# Counting Algorithm

The Illumina miRNA sequencing fastqs are uploaded to either BSSH or ICA, where reads are processed through the following steps in the DRAGEN miRNA app:

1. **Calibration of miRBase entries**\
   For miRNA entries with identical or nearly identical sequences in the miRBase mature database, manual calibration is performed. A combined entry is generated for each overlapping miRNA set. For instance, the sequence of *hsa-miR-151b* is entirely contained within *hsa-miR-151a-5p*; therefore, the resulting entry is reported as *hsa-miR-151b/151a-5p*.
2. **Adapter and quality trimming**\
   Reads are processed with *cutadapt* ([documentation](https://cutadapt.readthedocs.io/en/stable/guide.html)) to remove 3′ adapters (AACTGTAGGCACCATCAAT) and low-quality bases. Reads lacking adapter sequences are separately tallied as *no\_adapter\_reads*.
3. **Insert and UMI identification**\
   After trimming, insert and UMI sequences are extracted. Reads with inserts shorter than 16 bp (*too\_short\_reads*) or UMIs shorter than 10 bp (*UMI\_defective\_reads*) are discarded.
4. **Insert sequence alignment**\
   A unique sequence set is generated across all samples within a submitted job.

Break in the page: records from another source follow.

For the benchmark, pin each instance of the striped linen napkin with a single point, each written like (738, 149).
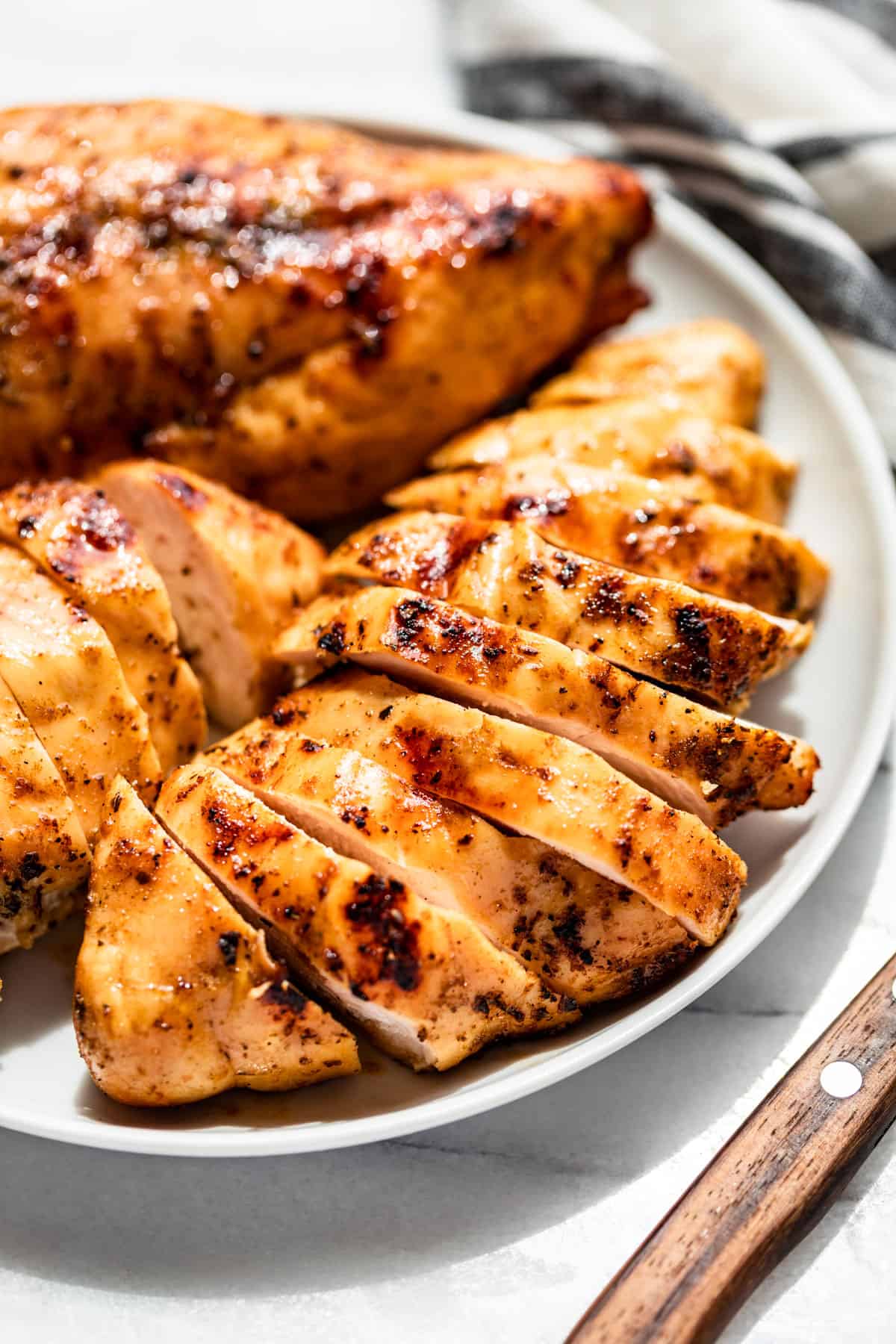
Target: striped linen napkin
(777, 120)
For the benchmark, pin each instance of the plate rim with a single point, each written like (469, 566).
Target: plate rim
(696, 235)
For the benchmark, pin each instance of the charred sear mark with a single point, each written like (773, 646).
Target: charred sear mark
(567, 929)
(334, 638)
(550, 504)
(379, 909)
(408, 620)
(695, 633)
(228, 944)
(285, 996)
(282, 714)
(610, 600)
(230, 831)
(181, 491)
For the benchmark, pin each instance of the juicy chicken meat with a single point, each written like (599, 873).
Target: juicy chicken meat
(287, 307)
(702, 644)
(695, 759)
(425, 983)
(528, 781)
(235, 574)
(582, 934)
(662, 440)
(176, 996)
(80, 539)
(63, 672)
(43, 853)
(640, 524)
(712, 364)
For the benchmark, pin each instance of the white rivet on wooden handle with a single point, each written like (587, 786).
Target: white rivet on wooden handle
(841, 1078)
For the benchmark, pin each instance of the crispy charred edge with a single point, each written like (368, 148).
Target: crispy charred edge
(715, 655)
(92, 522)
(378, 906)
(747, 766)
(378, 909)
(252, 238)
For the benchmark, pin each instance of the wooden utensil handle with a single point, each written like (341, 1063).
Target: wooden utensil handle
(765, 1189)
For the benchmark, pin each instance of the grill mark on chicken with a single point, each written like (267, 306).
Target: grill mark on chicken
(689, 754)
(637, 523)
(662, 629)
(408, 972)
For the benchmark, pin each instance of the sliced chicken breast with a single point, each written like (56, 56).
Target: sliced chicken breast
(528, 781)
(640, 524)
(82, 541)
(583, 936)
(176, 996)
(43, 853)
(62, 670)
(702, 644)
(660, 438)
(425, 983)
(711, 363)
(695, 759)
(235, 574)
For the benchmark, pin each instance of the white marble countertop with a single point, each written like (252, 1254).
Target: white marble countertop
(504, 1228)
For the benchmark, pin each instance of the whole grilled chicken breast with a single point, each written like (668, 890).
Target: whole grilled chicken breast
(637, 523)
(582, 934)
(712, 364)
(43, 851)
(235, 574)
(82, 541)
(532, 783)
(697, 643)
(691, 756)
(660, 438)
(423, 983)
(176, 996)
(287, 307)
(62, 670)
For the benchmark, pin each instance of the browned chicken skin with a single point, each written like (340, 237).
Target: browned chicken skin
(425, 983)
(637, 523)
(235, 574)
(582, 934)
(176, 996)
(695, 641)
(662, 440)
(691, 756)
(532, 783)
(290, 308)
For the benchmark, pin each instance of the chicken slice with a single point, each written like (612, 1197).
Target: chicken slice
(581, 934)
(711, 363)
(43, 853)
(62, 670)
(702, 644)
(528, 781)
(176, 996)
(425, 983)
(81, 539)
(691, 756)
(640, 524)
(659, 438)
(235, 574)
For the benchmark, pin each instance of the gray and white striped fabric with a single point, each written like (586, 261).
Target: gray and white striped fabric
(777, 120)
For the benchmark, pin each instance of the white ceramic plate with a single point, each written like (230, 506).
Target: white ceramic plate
(840, 697)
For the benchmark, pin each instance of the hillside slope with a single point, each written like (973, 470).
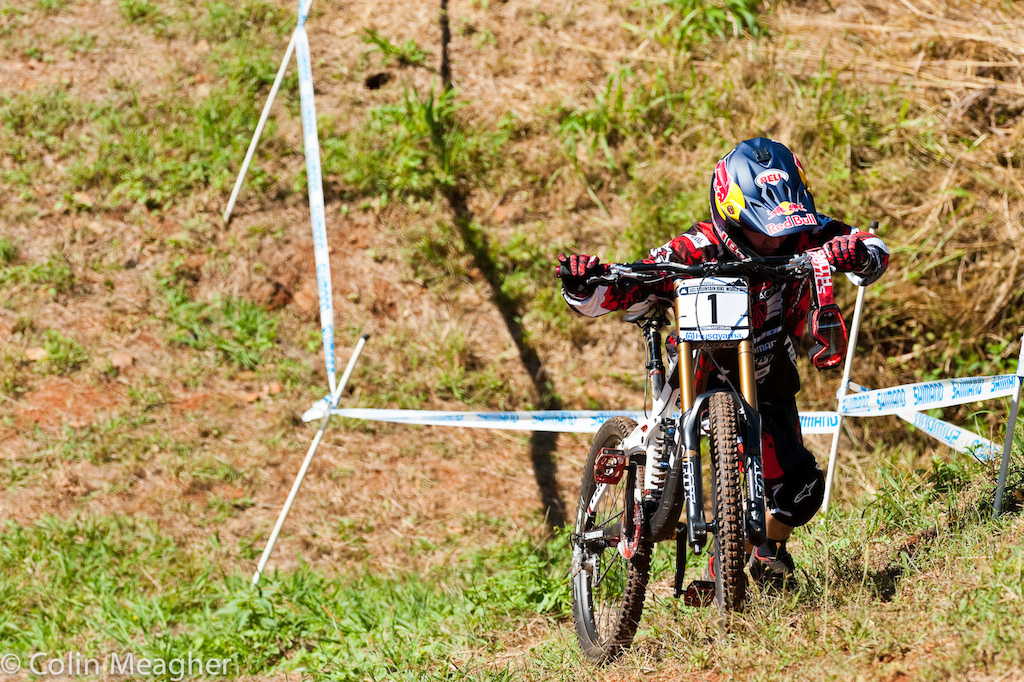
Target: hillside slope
(154, 360)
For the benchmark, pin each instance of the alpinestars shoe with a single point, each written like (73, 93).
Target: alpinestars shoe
(770, 564)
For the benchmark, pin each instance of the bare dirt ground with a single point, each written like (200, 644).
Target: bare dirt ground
(213, 451)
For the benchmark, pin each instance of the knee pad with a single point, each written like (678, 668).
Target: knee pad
(797, 495)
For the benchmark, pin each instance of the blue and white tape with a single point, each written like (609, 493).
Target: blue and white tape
(956, 437)
(927, 395)
(559, 421)
(314, 182)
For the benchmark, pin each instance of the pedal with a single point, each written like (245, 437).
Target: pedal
(677, 586)
(609, 466)
(699, 594)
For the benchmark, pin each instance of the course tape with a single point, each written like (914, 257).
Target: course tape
(927, 395)
(956, 437)
(559, 421)
(314, 182)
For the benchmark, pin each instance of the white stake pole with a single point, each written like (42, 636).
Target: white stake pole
(1011, 429)
(844, 387)
(259, 129)
(305, 463)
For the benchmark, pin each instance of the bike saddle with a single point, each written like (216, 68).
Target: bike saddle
(633, 316)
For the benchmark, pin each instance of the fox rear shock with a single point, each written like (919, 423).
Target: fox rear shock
(657, 472)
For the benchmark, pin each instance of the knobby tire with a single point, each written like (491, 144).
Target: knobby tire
(607, 601)
(730, 550)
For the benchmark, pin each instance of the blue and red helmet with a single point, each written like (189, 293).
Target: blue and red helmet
(760, 185)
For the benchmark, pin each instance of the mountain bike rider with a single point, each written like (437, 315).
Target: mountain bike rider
(760, 206)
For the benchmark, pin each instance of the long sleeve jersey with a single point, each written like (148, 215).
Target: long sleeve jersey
(778, 309)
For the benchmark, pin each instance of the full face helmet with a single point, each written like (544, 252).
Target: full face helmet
(760, 186)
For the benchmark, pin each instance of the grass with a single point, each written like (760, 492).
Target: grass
(54, 273)
(613, 159)
(244, 332)
(409, 54)
(120, 585)
(417, 147)
(867, 577)
(64, 355)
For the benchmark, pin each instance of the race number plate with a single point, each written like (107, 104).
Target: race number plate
(713, 309)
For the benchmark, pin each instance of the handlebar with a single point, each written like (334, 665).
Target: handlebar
(777, 267)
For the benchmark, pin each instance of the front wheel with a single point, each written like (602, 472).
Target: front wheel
(607, 589)
(730, 545)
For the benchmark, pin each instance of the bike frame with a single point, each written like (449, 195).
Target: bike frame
(674, 467)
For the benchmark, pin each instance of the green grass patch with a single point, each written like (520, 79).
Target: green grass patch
(54, 273)
(244, 332)
(416, 147)
(64, 354)
(97, 585)
(409, 53)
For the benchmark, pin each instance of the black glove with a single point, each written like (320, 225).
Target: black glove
(573, 270)
(846, 253)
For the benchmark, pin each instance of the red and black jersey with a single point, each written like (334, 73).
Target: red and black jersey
(778, 309)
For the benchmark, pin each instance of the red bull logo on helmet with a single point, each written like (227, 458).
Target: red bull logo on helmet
(792, 221)
(785, 208)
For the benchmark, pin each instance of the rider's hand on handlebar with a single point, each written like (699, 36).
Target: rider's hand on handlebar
(574, 269)
(846, 253)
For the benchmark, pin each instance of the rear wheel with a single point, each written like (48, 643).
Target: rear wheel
(607, 588)
(730, 554)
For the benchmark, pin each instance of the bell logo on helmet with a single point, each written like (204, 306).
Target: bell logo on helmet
(771, 176)
(733, 203)
(722, 181)
(785, 208)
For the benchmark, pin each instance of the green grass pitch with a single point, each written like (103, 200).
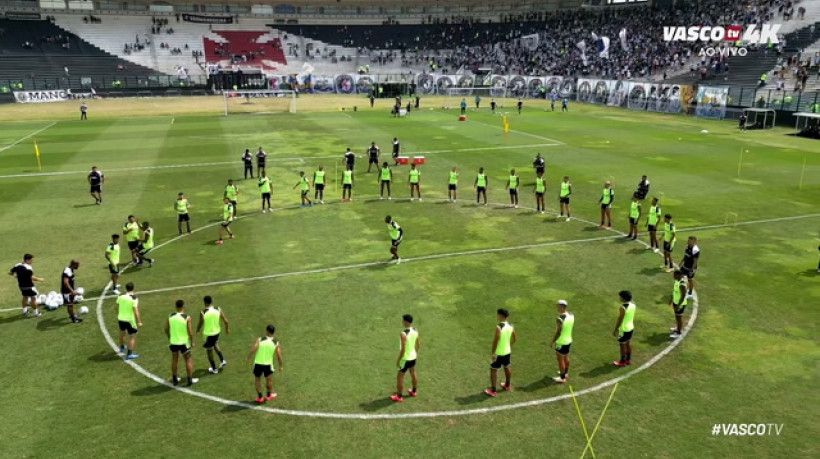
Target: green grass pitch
(319, 274)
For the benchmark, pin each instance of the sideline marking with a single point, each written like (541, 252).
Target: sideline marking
(364, 416)
(26, 137)
(301, 160)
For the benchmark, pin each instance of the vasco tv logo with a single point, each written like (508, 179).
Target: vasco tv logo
(767, 33)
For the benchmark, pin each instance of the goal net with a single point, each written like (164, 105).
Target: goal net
(259, 102)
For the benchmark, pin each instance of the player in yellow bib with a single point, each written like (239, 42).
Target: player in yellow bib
(319, 185)
(607, 197)
(347, 184)
(452, 185)
(131, 231)
(112, 255)
(562, 340)
(481, 184)
(564, 193)
(209, 325)
(409, 345)
(181, 206)
(181, 338)
(262, 353)
(652, 220)
(624, 327)
(539, 190)
(232, 194)
(634, 215)
(146, 245)
(385, 179)
(128, 318)
(501, 353)
(512, 185)
(678, 302)
(227, 217)
(304, 187)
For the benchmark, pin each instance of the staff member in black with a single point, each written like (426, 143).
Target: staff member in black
(396, 150)
(95, 181)
(372, 155)
(247, 159)
(539, 164)
(260, 161)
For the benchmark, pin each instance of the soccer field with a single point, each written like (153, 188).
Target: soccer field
(320, 274)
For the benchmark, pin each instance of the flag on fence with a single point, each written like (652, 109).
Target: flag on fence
(582, 45)
(37, 155)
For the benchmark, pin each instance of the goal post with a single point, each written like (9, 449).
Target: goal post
(262, 101)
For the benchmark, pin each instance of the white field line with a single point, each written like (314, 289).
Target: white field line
(26, 137)
(445, 255)
(301, 160)
(429, 414)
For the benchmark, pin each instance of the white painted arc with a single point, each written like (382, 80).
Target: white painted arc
(365, 416)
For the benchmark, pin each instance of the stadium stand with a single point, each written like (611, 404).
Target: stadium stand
(40, 55)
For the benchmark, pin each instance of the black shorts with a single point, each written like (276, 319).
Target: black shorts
(210, 341)
(562, 349)
(127, 327)
(179, 348)
(408, 364)
(501, 361)
(688, 272)
(625, 337)
(262, 370)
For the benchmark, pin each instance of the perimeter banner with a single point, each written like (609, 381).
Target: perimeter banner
(56, 95)
(711, 102)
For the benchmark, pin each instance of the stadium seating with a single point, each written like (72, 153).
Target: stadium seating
(42, 55)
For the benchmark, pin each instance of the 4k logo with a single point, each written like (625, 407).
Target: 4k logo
(767, 33)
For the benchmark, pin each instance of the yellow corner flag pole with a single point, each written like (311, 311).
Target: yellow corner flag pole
(37, 155)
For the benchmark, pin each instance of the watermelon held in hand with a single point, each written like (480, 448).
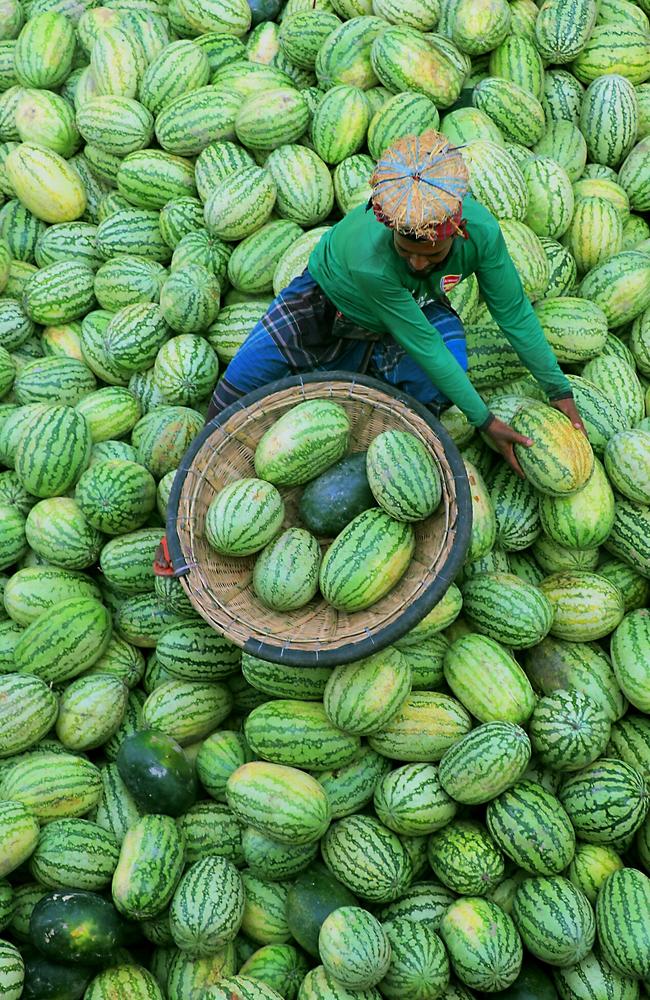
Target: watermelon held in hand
(560, 459)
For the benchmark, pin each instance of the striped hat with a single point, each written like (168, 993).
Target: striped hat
(418, 187)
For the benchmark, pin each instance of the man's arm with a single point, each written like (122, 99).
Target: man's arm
(409, 326)
(504, 295)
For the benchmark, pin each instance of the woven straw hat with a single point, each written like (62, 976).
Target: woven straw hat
(419, 183)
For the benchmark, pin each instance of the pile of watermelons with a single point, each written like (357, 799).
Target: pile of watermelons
(463, 813)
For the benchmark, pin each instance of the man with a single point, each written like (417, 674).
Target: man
(356, 306)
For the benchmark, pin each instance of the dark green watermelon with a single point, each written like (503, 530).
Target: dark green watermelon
(332, 500)
(532, 983)
(155, 769)
(312, 897)
(48, 980)
(76, 926)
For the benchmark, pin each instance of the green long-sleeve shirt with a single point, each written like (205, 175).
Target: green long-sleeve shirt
(357, 267)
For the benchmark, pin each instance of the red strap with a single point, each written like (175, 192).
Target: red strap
(162, 565)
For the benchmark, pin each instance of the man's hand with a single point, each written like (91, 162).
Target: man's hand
(504, 438)
(570, 410)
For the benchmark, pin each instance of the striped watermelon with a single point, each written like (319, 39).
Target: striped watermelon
(483, 945)
(318, 984)
(606, 801)
(116, 496)
(45, 183)
(186, 710)
(12, 971)
(404, 60)
(366, 560)
(508, 699)
(531, 827)
(354, 948)
(575, 328)
(464, 857)
(90, 711)
(627, 950)
(19, 828)
(340, 123)
(424, 729)
(302, 443)
(241, 204)
(629, 660)
(207, 907)
(244, 517)
(591, 865)
(298, 733)
(52, 451)
(403, 476)
(363, 696)
(613, 48)
(267, 859)
(568, 730)
(44, 51)
(66, 641)
(253, 262)
(609, 119)
(515, 110)
(485, 762)
(301, 811)
(404, 114)
(33, 590)
(350, 788)
(209, 829)
(53, 380)
(411, 800)
(507, 609)
(128, 980)
(74, 853)
(182, 66)
(149, 867)
(555, 920)
(367, 857)
(264, 919)
(586, 605)
(52, 785)
(285, 576)
(583, 519)
(29, 711)
(58, 532)
(627, 463)
(495, 178)
(560, 460)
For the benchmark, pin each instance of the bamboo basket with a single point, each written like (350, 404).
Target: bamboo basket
(219, 587)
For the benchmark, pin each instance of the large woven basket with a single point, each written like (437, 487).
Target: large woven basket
(219, 586)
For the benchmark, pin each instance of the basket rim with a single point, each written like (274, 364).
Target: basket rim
(422, 605)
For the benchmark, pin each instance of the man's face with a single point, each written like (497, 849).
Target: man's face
(421, 256)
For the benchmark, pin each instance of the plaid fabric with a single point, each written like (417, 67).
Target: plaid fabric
(302, 331)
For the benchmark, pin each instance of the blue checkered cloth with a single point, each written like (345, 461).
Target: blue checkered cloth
(302, 331)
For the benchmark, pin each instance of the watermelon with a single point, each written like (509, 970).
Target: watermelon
(484, 947)
(301, 814)
(465, 858)
(411, 800)
(298, 733)
(363, 696)
(354, 948)
(555, 920)
(367, 857)
(403, 477)
(605, 801)
(568, 730)
(366, 560)
(485, 762)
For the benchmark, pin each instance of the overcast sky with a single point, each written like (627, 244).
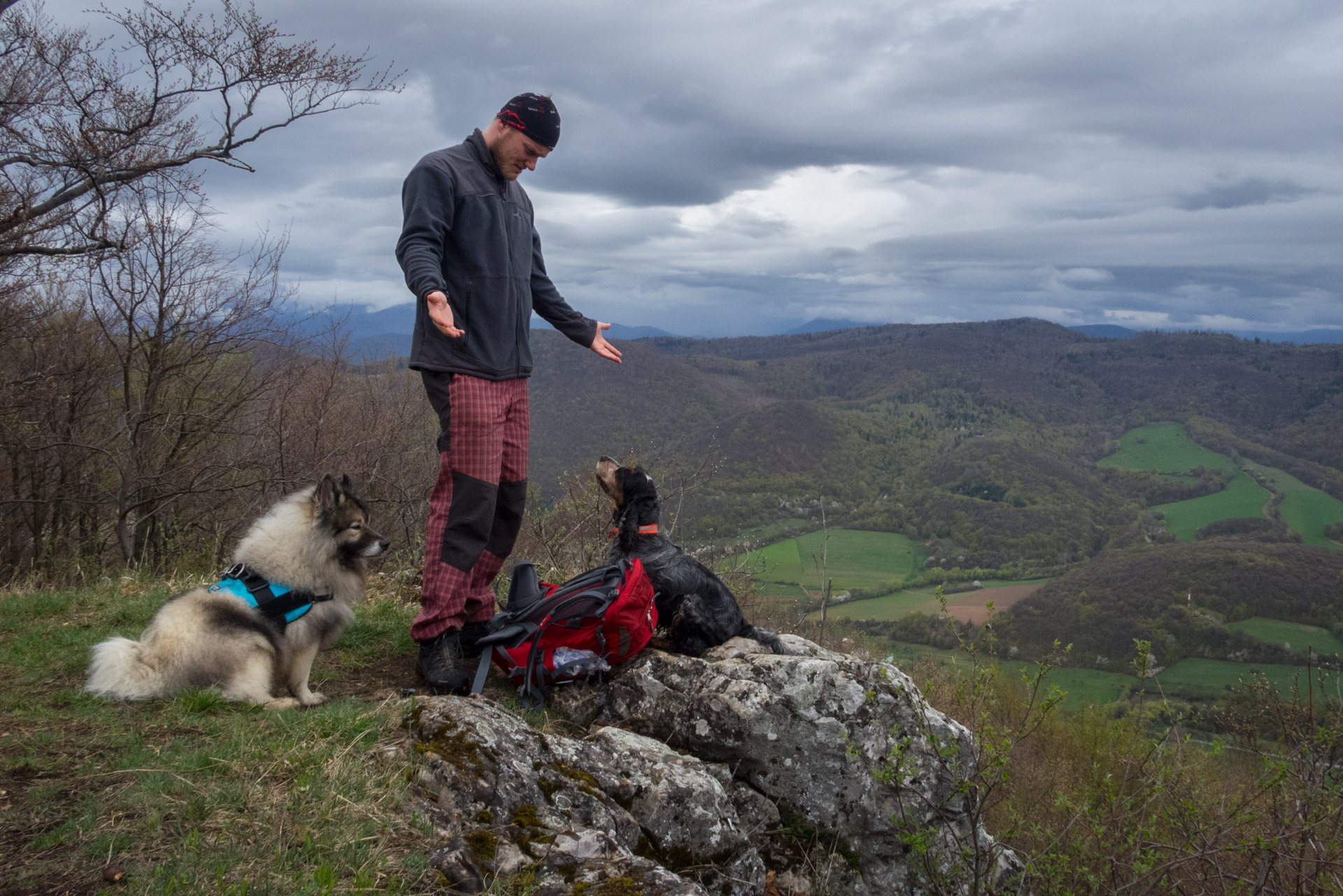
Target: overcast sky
(741, 167)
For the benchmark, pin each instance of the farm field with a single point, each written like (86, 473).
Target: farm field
(1242, 496)
(1209, 677)
(967, 606)
(855, 560)
(1298, 636)
(1166, 449)
(1083, 687)
(1305, 509)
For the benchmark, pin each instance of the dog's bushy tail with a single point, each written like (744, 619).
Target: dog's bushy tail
(121, 669)
(766, 637)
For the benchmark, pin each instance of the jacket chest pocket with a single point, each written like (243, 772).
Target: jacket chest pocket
(519, 241)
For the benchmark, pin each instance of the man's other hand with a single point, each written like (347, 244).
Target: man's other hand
(602, 347)
(441, 313)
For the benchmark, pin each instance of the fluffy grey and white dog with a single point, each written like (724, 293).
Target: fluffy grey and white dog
(315, 544)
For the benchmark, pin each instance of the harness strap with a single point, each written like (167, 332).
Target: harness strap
(652, 528)
(276, 602)
(483, 669)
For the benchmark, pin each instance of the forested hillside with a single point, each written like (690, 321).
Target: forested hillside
(981, 437)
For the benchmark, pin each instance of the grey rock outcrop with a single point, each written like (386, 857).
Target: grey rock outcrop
(722, 774)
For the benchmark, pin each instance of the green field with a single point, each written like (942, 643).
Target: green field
(1291, 633)
(1189, 677)
(1210, 677)
(1166, 449)
(853, 559)
(902, 604)
(1242, 496)
(1083, 687)
(1305, 509)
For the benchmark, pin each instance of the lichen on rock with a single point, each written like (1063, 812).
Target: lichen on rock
(700, 776)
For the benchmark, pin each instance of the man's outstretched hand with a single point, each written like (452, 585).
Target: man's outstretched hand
(441, 313)
(602, 347)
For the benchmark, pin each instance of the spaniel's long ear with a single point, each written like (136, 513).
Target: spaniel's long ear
(328, 493)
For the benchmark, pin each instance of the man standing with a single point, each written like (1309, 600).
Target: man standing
(471, 257)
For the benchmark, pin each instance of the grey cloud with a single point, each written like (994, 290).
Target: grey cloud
(1107, 122)
(1251, 191)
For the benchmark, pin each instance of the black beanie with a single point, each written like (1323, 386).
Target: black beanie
(535, 116)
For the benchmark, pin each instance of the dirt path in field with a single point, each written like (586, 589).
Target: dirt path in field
(970, 606)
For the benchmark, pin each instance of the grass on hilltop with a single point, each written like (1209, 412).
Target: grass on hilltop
(197, 794)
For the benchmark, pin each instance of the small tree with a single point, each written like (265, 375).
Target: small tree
(83, 120)
(185, 325)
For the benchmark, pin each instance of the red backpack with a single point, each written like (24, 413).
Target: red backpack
(555, 634)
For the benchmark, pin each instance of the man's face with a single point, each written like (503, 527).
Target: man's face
(515, 151)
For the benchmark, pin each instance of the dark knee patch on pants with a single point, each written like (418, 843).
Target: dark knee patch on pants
(469, 522)
(508, 518)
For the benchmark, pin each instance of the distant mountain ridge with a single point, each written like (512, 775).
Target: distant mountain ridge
(981, 436)
(1319, 336)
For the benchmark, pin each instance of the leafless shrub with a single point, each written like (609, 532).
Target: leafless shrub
(84, 120)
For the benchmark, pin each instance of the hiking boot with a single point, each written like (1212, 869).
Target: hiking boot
(442, 662)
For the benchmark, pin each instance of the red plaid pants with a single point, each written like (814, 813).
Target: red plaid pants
(476, 511)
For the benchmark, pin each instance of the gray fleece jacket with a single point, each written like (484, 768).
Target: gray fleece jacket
(469, 233)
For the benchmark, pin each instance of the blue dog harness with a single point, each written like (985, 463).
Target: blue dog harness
(277, 602)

Insert sequences are annotated using a sequential alignment strategy with *bowtie* (bowtie-bio.sourceforge.net). Alignments proceed in the following order:

   * Perfect match to miRBase mature
   * miRBase hairpin
   * Noncoding RNA, mRNA, otherRNA
   * Secondary alignment to miRBase mature (allowing up to two mismatches)

   At each step, only unmapped sequences are passed forward. Read counts are reported per RNA category (e.g., *miRNA\_Reads, hairpin\_Reads, piRNA\_Reads, tRNA\_Reads, rRNA\_Reads, mRNA\_Reads*). miRBase is used for miRNAs (v21 or v22), while piRNABank is referenced for piRNAs.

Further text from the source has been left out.